From: | Penta cpenta@*****.com |
---|---|
Subject: | On Cybereyes |
Date: | Mon, 13 Sep 1999 21:08:34 -0700 |
> In article <37DBFAEC.11CF3A06@*****.com>, Penta <cpenta@*****.com>
> writes
> >On a lark, I brought up (and described as best I could) Shadowrun's
> >cybereyes. After I finished, he asked (Nothing here's verbatim. Been
> >over a month, and I just thought of it.): 'Now, besides essence, are
> >there any penalties to those? Such as, say, psychosis?' OK....one thing
> >he brought up that struck me: As great as stuff like cybereyes
> >sounds....*Anybody* who gets something like that, especially if they
> >were born blind, would likely go incurably and permenantly insane. No,
> >more than likely...certainly. The difference is too VAST.
>
> I don't buy it. By that token I should be mad (or even more insane than I
> am) from the jarring changes in vision I get from no correction (anything
> further away than arm's length and the world is a smeary blur), contacts (I
> can see!) and glasses (a startling amount of distortion around the edges of
> my vision).
The difference there isn't much. You're getting a "feed" into your eyes. It's
different going from NO sight at all (or maybe just light), to normal
sight...You're suddenly getting MILLIONS of new sensations, new images. Two
words: Information overload. On a MASSIVE scale.
> >Past a certain
> >age (like, 1 year old), you become wired to handle a certain situation,
> >like blindness.

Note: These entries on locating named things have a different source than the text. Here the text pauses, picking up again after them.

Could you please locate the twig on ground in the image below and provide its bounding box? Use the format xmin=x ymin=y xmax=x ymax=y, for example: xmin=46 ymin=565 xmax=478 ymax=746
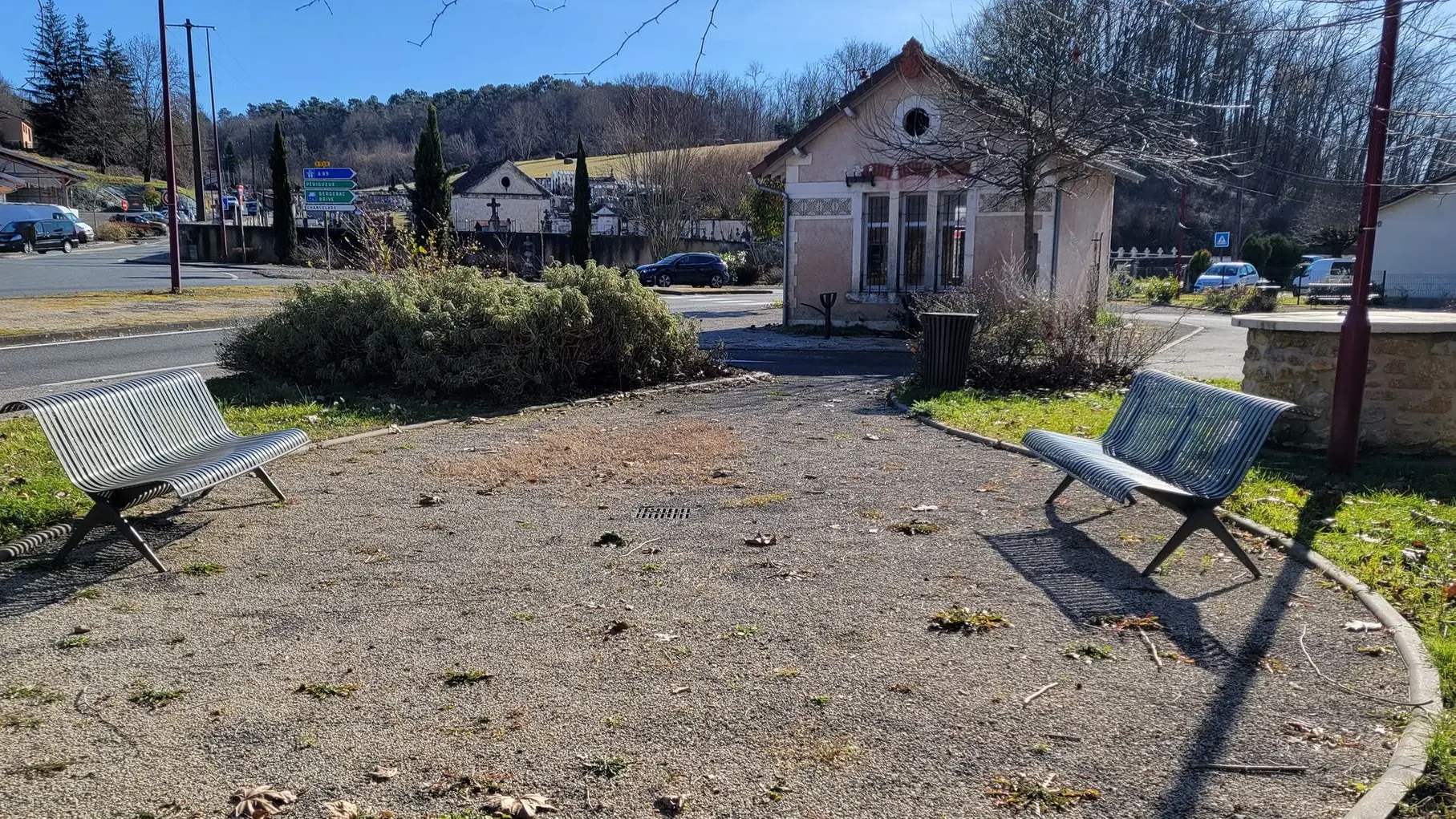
xmin=1138 ymin=628 xmax=1163 ymax=669
xmin=1192 ymin=762 xmax=1304 ymax=774
xmin=1299 ymin=626 xmax=1431 ymax=708
xmin=1020 ymin=683 xmax=1061 ymax=708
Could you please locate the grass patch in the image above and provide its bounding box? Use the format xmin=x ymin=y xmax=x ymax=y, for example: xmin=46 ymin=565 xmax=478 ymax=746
xmin=293 ymin=683 xmax=361 ymax=699
xmin=931 ymin=605 xmax=1011 ymax=635
xmin=724 ymin=492 xmax=789 ymax=509
xmin=901 ymin=379 xmax=1456 ymax=816
xmin=127 ymin=688 xmax=186 ymax=712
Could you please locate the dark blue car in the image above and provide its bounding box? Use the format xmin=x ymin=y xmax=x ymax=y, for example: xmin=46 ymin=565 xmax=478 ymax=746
xmin=638 ymin=253 xmax=728 ymax=286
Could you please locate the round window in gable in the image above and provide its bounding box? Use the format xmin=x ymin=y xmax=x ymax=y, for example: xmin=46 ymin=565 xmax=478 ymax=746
xmin=901 ymin=107 xmax=931 ymax=138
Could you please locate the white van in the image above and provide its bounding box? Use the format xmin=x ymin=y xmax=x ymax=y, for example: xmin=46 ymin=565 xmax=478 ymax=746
xmin=1295 ymin=257 xmax=1356 ymax=293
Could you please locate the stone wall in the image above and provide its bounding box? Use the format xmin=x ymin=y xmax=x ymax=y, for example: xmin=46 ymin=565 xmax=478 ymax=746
xmin=1243 ymin=329 xmax=1456 ymax=452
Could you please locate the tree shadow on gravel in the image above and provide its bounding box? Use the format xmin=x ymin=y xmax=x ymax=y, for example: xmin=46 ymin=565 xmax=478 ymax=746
xmin=0 ymin=515 xmax=209 ymax=618
xmin=983 ymin=511 xmax=1304 ymax=819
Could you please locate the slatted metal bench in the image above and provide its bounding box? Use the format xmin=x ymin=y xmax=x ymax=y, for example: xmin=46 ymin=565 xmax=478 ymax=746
xmin=0 ymin=370 xmax=309 ymax=572
xmin=1022 ymin=370 xmax=1295 ymax=578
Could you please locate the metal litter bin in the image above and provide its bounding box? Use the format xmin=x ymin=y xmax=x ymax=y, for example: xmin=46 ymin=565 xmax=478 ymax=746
xmin=920 ymin=313 xmax=979 ymax=390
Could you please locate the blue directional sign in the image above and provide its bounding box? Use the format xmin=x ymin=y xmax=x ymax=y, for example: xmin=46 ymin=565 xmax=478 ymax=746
xmin=303 ymin=168 xmax=354 ymax=180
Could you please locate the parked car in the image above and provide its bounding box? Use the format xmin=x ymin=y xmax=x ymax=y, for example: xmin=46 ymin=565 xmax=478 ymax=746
xmin=0 ymin=220 xmax=79 ymax=253
xmin=636 ymin=253 xmax=728 ymax=286
xmin=1295 ymin=257 xmax=1356 ymax=295
xmin=1192 ymin=262 xmax=1259 ymax=293
xmin=111 ymin=214 xmax=166 ymax=236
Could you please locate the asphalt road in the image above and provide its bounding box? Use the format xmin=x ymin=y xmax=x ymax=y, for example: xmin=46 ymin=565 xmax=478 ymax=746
xmin=0 ymin=289 xmax=797 ymax=403
xmin=0 ymin=240 xmax=298 ymax=297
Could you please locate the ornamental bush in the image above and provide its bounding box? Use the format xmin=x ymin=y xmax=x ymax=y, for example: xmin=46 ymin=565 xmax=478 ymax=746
xmin=221 ymin=263 xmax=722 ymax=403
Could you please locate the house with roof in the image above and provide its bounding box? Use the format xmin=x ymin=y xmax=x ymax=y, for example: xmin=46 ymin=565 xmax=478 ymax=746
xmin=450 ymin=160 xmax=552 ymax=233
xmin=1370 ymin=170 xmax=1456 ymax=304
xmin=750 ymin=39 xmax=1140 ymax=324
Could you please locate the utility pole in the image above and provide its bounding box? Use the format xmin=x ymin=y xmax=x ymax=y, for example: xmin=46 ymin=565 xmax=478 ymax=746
xmin=198 ymin=26 xmax=225 ymax=262
xmin=169 ymin=18 xmax=212 ymax=221
xmin=1325 ymin=0 xmax=1401 ymax=474
xmin=157 ymin=0 xmax=182 ymax=294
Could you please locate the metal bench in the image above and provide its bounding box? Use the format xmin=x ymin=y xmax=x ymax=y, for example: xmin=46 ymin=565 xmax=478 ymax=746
xmin=1022 ymin=370 xmax=1295 ymax=578
xmin=0 ymin=370 xmax=309 ymax=572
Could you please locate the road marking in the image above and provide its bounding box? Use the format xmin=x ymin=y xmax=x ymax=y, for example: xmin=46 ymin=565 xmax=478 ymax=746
xmin=0 ymin=327 xmax=236 ymax=352
xmin=36 ymin=361 xmax=220 ymax=387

Psychologically, emotionally, and in a lot of cases,
> >physically. You would suddenly recieve a STREAM of new information, that
> >your mind and your body would be UNABLE, as adaptable as the human being
> >is, to adapt to. You'd get the info, but it'd be mishmash you couldn't
> >interpret or corroborate with anything else you're getting. Permenantly.
> >CONSTANTLY. 24/7. You'd go nuts.
>
> This is probably why you're - to all intents and purposes - blind for a week
> after getting cybereyes. Your brain has to adapt to the new-style visual
> input. Once you do, though, you're okay.
Maybe. I'd still think that, psychologically, there'd still be a HUGE impact.
It'd take MORE than a week. Maybe a week to get the PHYSICAL end of it in shape.
It'd take LONGER, a LOT longer, to get the psychological end in shape if you
didn't have sight before (or had bad sight).